Pada zaman sekarang, baddha sīmā memiliki tiga jenis. Ketiga jenis tersebut adalah kaṇḍasīmā, mahāsīmā, dan gabungan dari kedua bagian sīmā tersebut. Kaṇḍasīmā merupakan sīmā dalam bentuk ruangan uposatha atau biasa disebut sebagai uposathagāra. Di Indonesia, kaṇḍasīmā ini dapat ditemukan misalnya di Vihāra Jakarta Dhammacakka Jaya dan Vihāra Padepokan Dhammadīpa Ārāma. Sedangkan mahāsīmā adalah suatu wilayah vihāra yang juga merupakan sīmā.Sīmā yang terdiri dari gabungan kaṇḍasīmā dan mahāsīmā berarti dalam satu wilayah terdapat dua sīmā yang bergabung menjadi satu dengan wilayah kaṇḍasīmā di dalam mahāsīmā.
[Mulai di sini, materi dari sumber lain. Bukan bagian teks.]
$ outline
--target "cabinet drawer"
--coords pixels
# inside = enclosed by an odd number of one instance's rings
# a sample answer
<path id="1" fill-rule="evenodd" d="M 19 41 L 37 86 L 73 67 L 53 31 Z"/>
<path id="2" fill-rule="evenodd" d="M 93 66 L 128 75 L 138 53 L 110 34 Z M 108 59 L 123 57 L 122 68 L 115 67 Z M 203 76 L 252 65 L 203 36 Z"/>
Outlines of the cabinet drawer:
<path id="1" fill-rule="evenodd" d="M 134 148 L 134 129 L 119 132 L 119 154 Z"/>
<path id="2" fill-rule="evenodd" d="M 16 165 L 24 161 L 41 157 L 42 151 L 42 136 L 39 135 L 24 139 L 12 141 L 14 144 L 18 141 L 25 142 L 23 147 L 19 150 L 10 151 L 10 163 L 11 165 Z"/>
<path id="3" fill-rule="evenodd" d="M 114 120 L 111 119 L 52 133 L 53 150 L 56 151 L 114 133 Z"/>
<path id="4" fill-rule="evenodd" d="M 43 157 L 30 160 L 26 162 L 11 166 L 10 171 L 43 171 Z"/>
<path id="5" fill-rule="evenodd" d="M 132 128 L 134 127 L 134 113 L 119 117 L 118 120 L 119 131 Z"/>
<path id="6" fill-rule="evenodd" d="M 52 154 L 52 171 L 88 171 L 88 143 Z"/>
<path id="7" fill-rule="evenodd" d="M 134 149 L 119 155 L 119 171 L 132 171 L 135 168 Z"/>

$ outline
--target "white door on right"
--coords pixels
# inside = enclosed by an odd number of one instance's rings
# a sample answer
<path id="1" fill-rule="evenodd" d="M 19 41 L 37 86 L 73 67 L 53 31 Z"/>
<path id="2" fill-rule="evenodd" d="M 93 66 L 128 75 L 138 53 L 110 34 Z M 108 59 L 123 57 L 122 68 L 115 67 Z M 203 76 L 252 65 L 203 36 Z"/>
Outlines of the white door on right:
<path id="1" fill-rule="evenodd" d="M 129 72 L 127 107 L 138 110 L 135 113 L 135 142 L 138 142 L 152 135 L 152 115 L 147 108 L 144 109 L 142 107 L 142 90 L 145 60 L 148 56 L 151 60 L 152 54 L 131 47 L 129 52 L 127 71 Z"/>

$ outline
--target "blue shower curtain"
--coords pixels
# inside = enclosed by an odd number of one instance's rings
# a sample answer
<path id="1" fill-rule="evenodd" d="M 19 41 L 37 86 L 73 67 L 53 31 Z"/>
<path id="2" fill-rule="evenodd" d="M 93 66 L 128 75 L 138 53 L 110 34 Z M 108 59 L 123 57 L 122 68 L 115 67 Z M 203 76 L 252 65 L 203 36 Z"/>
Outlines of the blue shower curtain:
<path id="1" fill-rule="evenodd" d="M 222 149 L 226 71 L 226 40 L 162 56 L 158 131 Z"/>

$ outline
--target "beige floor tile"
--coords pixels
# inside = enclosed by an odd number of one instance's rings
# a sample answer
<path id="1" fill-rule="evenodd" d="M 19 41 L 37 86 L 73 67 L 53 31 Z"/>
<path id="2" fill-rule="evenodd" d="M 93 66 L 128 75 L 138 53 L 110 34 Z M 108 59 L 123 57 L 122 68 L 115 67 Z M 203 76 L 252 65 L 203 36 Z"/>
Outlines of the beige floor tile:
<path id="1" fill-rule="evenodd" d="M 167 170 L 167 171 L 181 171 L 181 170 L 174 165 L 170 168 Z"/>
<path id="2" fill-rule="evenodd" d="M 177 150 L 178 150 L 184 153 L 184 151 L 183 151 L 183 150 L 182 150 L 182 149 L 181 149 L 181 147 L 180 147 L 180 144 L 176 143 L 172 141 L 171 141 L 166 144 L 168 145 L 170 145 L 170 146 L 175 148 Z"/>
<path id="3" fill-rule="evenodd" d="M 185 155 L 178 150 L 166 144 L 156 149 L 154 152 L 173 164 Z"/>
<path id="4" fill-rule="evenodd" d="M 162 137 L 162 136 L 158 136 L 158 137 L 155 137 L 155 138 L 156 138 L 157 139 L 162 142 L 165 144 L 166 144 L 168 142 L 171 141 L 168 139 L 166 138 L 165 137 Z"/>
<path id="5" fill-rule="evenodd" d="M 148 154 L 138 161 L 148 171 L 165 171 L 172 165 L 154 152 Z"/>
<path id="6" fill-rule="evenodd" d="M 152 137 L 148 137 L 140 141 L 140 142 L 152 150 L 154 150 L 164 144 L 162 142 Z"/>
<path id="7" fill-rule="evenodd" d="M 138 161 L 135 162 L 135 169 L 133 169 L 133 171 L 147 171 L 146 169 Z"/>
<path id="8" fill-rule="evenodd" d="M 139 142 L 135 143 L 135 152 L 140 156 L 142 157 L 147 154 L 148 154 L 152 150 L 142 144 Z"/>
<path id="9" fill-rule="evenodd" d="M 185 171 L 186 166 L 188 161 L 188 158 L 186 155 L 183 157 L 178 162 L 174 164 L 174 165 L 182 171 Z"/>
Di dalam Mahāvagga juga disebutkan satu jenis sīmā, yaitu nadīpārasīmā. Bentuk sīmā tersebut adalah sīmā yang terbelah di tengah oleh sebuah sungai. Dengan demikian sīmā ini memiliki wilayah yang terpisah oleh sungai.Nadīpārasīmā ini merupakan perkenan khusus bagi daerah yang mana dilalui perahu secara rutin atau jembatan. Dengan demikian bagian satu dengan bagian yang lainnya masih dapat terhubung. Pada zaman sekarang, agaknya sīmā jenis ini sudah tidak ditemukan lagi. Oleh karena itu nadīpārasīmādi sini disebutkan sebagai pelengkap saja.

Referensi
Vajirañāṇavarorasa, Somdet Phra Mahā Samaṇa Chao Krom Phrayā. 1973. The Entrance to The Vinaya, Vinayamukha Volume Three. Bangkok: Mahāmakut Rājavidyālaya Press.